I've posted about editing before, and hinted it's a sometime series. This is the third in the series, on preserving the tone when you're editing your story.
The tone is the overall feel of a story. A story can be funny, gritty, light, dark, satiric or earnest, pessimistic, optimistic, fun, sad, or some shade in between. Many tones blend those elements.
The tone isn't necessarily in the individual words, though the words you choose to employ can affect the tone. Tone is an overall picture within the book, the lens you're showing your world through.
In your early drafts, you're probably not even aware of the tone you're writing in, especially if you're a pantster. If you don't know whether the ending is going to be uplifting, bittersweet, or sad, you don't know which details to highlight or how well the words need to trip across the page.
At some point in your macro edits, though, you do need to figure out what tone the story needs. Don't settle on a tone before you've figured out an ending. Everything about the story will have to lead to that ending, but the tone will make the ending inevitable, so that it's the only ending that works for the story.
Once you've figured out how light or dark, humorous or serious, hopeful or cranky your story is, then you need to tweak the story to reflect that tone. Pick details that support the tone. Pick language that implies the tone you're writing toward. Weather, the colors your perspective character notices, the events you highlight in depth, all lend themselves to the tone.

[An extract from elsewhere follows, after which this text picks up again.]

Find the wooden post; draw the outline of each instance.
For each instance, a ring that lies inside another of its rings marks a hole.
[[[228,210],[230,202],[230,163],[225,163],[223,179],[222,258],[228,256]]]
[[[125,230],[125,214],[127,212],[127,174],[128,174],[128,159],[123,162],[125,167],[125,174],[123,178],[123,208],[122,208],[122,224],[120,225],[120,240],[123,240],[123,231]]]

You'll probably find that a lot of scenes don't need much work, because you knew all along what tone you were writing. Those scenes are fine to leave as they are. It's the ones where you lost the thread, maybe thought too much about what you were writing, that you'll need to fix the tone.
Tone can tie together a whole story, connecting even seemingly disjointed vignettes. A reader can be carried through a rather confusing start if they feel it's all part of the same picture.
Similarly, though, if you switch the tone around, indicating carefree happiness in one scene, then following that up with a grisly murder, for instance, no matter how good your transition, you're likely to lose the reader.